Documentalmente, o laborioso detalhe com que a obra é elaborada pode medir-se por indicadores tão reveladores quanto estes: as notas estendem-se por 44 páginas e as referências bibliográficas por outras 29 páginas. É feito de obras anteriores e de um longo e constante trabalho de pesquisa dos seus autores. E é feito, como constatará quem ler, de uma profundíssima erudição, posta ao serviço de uma explicação formalmente acessível ao leitor, mesmo nas operações intelectuais e epistémicas mais difíceis, onde se demonstra o permanente entrecruzamento entre passado e presente, tessitura de onde espreitamos o futuro e de onde somos por ele entrevistos. Um exemplo disso é o modo como se demonstra a complexa multicausalidade de fenómenos que se reactualizam no tempo sob outras formas, mas de idêntico conteúdo.

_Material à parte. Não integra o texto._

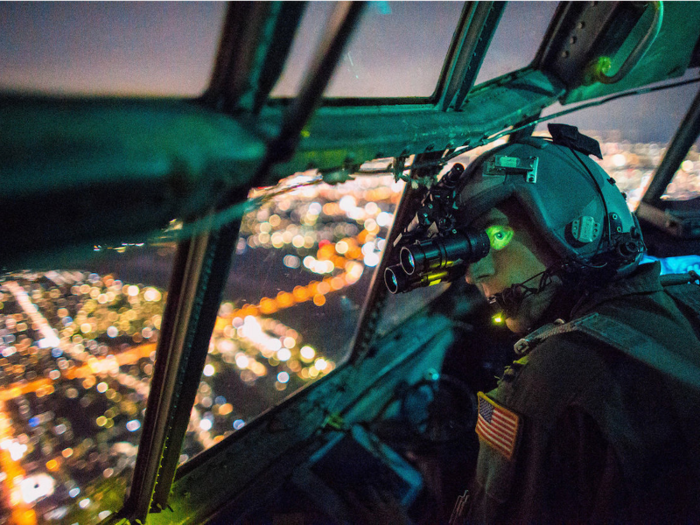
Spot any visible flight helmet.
[457,124,646,278]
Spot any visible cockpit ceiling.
[533,0,700,104]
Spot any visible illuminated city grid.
[0,142,700,524]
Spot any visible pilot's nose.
[465,253,496,284]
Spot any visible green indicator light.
[486,224,513,251]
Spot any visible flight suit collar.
[571,262,663,319]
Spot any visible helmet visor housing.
[458,138,643,275]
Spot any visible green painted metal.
[260,69,564,184]
[0,95,265,268]
[563,0,700,104]
[0,70,563,268]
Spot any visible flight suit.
[466,263,700,524]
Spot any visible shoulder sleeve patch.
[476,392,520,459]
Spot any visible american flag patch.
[476,392,520,459]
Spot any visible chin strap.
[490,264,562,317]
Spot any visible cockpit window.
[661,143,700,201]
[0,245,174,524]
[475,0,559,84]
[536,69,700,211]
[272,0,464,97]
[0,0,226,96]
[181,174,403,461]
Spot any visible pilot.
[453,125,700,524]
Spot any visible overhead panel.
[272,0,463,98]
[536,0,700,104]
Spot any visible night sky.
[0,0,698,142]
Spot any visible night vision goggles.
[384,164,492,294]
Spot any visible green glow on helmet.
[486,224,513,251]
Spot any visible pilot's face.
[466,208,558,333]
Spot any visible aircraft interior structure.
[0,0,700,525]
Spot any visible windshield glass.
[181,172,403,461]
[0,245,174,524]
[0,0,226,96]
[474,0,559,85]
[535,69,700,210]
[272,0,464,97]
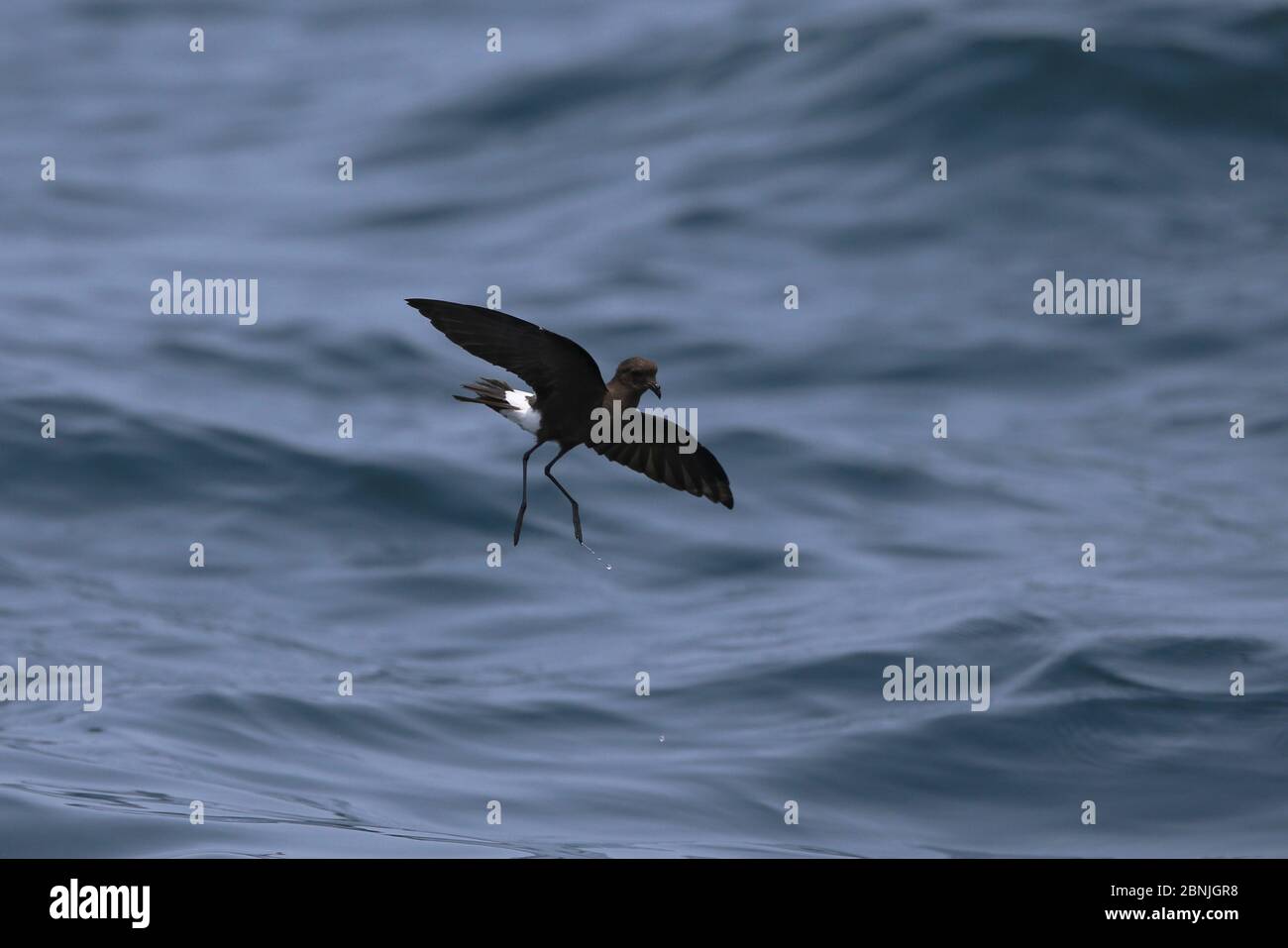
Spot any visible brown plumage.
[407,299,733,544]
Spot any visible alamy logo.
[0,658,103,711]
[49,879,152,928]
[881,656,992,711]
[1033,270,1140,326]
[152,270,259,326]
[590,402,698,455]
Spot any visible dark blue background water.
[0,0,1288,857]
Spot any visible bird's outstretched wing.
[407,299,604,406]
[587,416,733,510]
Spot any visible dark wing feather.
[587,416,733,510]
[407,299,604,411]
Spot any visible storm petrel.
[407,299,733,545]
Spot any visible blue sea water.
[0,0,1288,857]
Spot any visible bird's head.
[613,356,662,398]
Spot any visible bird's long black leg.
[546,445,581,544]
[514,441,545,546]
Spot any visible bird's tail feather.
[452,378,514,411]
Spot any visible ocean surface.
[0,0,1288,857]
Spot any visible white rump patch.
[501,389,541,434]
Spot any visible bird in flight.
[407,299,733,545]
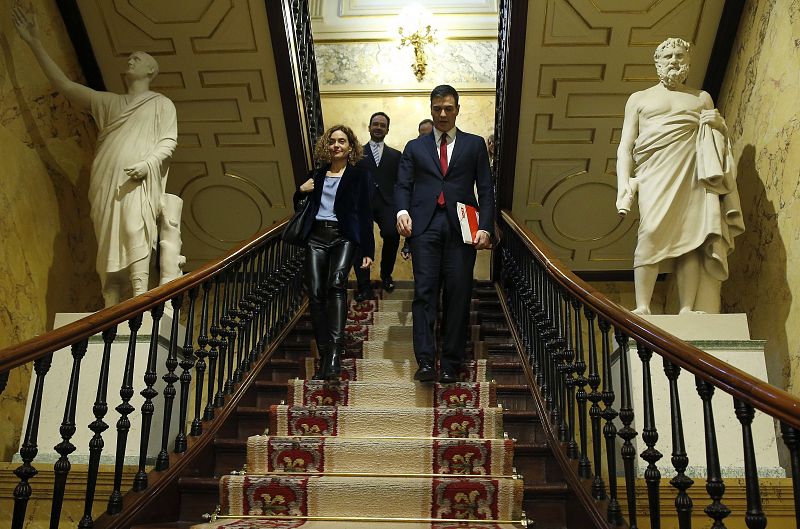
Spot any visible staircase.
[137,283,586,529]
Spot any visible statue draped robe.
[89,92,178,283]
[633,111,744,281]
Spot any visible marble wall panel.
[719,0,800,395]
[0,0,102,461]
[314,40,497,87]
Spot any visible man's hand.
[124,162,150,180]
[11,1,39,44]
[472,230,492,250]
[397,214,411,237]
[700,108,728,132]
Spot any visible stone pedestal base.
[612,314,786,477]
[14,311,185,466]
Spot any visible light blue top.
[316,176,342,221]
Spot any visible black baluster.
[664,358,694,529]
[564,292,580,459]
[208,275,222,414]
[695,377,731,529]
[175,288,201,454]
[189,281,213,437]
[132,303,164,491]
[598,320,622,525]
[572,299,592,479]
[584,307,606,500]
[231,260,247,383]
[78,325,117,529]
[614,329,639,529]
[781,422,800,527]
[50,339,89,529]
[220,266,238,395]
[733,399,767,529]
[11,353,53,529]
[155,294,183,471]
[636,343,662,529]
[108,314,142,514]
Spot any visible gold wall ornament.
[397,2,436,81]
[397,24,436,81]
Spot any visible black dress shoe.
[414,364,436,382]
[439,369,458,384]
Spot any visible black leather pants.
[306,221,357,358]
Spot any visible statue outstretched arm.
[616,94,639,216]
[11,2,94,109]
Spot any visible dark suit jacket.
[294,165,375,259]
[356,143,402,204]
[394,129,494,236]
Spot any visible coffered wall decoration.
[72,0,294,270]
[513,0,724,270]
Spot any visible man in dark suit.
[354,112,401,301]
[395,85,494,383]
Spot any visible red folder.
[456,202,478,244]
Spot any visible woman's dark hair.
[314,125,364,165]
[369,112,391,129]
[431,84,458,105]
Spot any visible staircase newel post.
[733,399,767,529]
[636,343,662,529]
[11,353,53,529]
[599,319,622,525]
[781,422,800,527]
[189,281,211,437]
[50,339,89,529]
[155,294,182,470]
[614,328,638,529]
[664,358,694,529]
[175,287,202,454]
[78,325,117,529]
[584,307,606,500]
[108,313,142,514]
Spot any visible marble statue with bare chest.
[616,38,744,314]
[12,3,183,307]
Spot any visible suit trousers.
[410,208,476,370]
[306,221,357,352]
[353,193,400,292]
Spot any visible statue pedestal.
[14,310,185,466]
[612,314,786,478]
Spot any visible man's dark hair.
[431,84,458,105]
[369,112,391,129]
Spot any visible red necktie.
[436,133,447,207]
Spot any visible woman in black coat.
[295,125,375,380]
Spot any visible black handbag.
[281,194,311,245]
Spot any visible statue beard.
[656,64,689,90]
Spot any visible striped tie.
[370,143,381,165]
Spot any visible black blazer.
[294,165,375,258]
[356,143,402,205]
[394,129,494,236]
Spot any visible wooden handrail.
[501,210,800,428]
[0,219,288,373]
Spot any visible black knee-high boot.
[324,280,347,380]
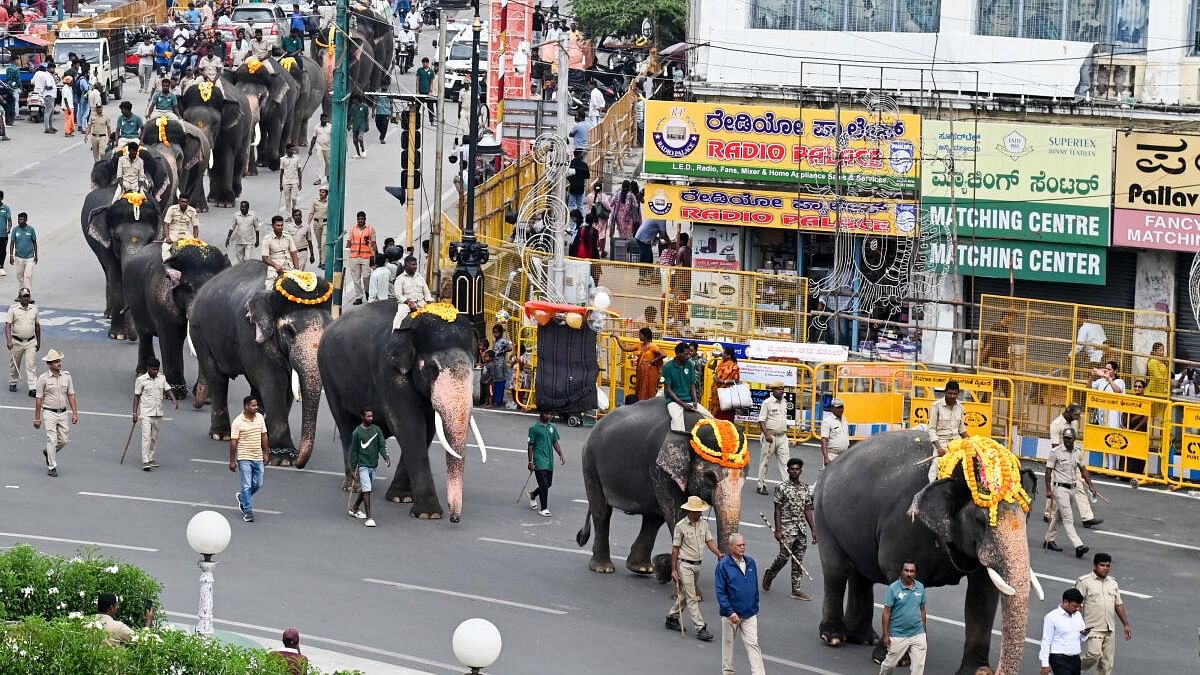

Exemplifico com uma passagem em que a páginas 24-25, é lançada a interrogação: “Em 1849, realizou-se no país a primeira greve moderna da História de Portugal contra o trabalho noturno. Em 170 anos o trabalho noturno generalizou-se e hoje a laboração contínua 24 horas sobre sete dias está disseminada. O que há de comum e de diferente entre a sirene da fábrica conserveira de Setúbal, no final do século XIX e as incessantes notificações laborais -no computador e telemóvel- hoje? O salário à peça nos sapateiros e os ‘recibos verdes’ de hoje? Os antigos capatazes e a vigilância com o sistema biométrico, picar o ponto, controlando horários ao minuto?”.

De uma assentada permito-me tomar um par de parágrafos da página 363, para sublinhar outra operação metodológica que é a inserção permanente da história portuguesa em movimentos e feixes de sentido internacionais mais vastos, por um lado, rejeitando epistemicamente o “nacionalismo metodológico”. De que exemplifico, entre muitas outras possíveis, a passagem em que se explica os fatores de durabilidade da ditadura no século XX, quando os autores escrevem que “Outra questão fundamental para explicar a durabilidade do regime é que o período do Estado Novo é maior porque se dá num momento em que o poder mundial se desloca da Europa para os EUA. Há um deslocamento do centro do imperialismo europeu para o norte-americano, o que torna o Portugal -que já era periférico- mais periférico ainda”. Isto por um lado. E, por outro lado, destaco a partir da mesmíssima p. 363 entre, de novo, tantas e tantas outras passagens possíveis, um dos aspetos cruciais que tornam tão importante este importante livro da Raquel e do Roberto. Ao sublinharem na p. 363 que “a memória coletiva do que se passou antes do golpe de Estado de 1926 -todo o período histórico de hegemonia do sindicalismo revolucionário- e do velho “espírito de cisão’ do proletariado, parece ter-se desvanecido”. Lemos aqui esta noite, com Raquel Varela, esta obra monumental. Num momento em que abril fez 50 anos. Dias nos quais, pegando na segunda Intempestiva de Nietzsche, bem claro fica a Utilidade da História para a Vida. Pela primeira vez em décadas, duas gerações de jovens portugueses puderam aproximar-se das imagens, dos sons, da inspiradora e controversa respiração daquilo que para eles lhes fora até aqui -e porventura daqui em diante assim voltará a ser- apresentado como, pouco mais que mais uma data no calendário, o dia 25 de abril de 1974 e os dias e noites que se lhe seguiram. Os media, as televisões, as universidades, escolas e redes digitais, os gentios pegaram nas suas memórias, nas imagens que colheram e que jaziam nos arquivos, nos sons, nas testemunhas e nos testemunhos, nos seus atores e espectadores, e ocuparam a agenda pública. Por experiência própria, pude constatar a dimensão da curiosidade dos mais jovens (e não só) pelo tão intencionalmente ignorado desvanecimento do momento fundador do nosso ser colectivo de hoje, produto de décadas de uma tão cuidada organização da desmemória como operador político.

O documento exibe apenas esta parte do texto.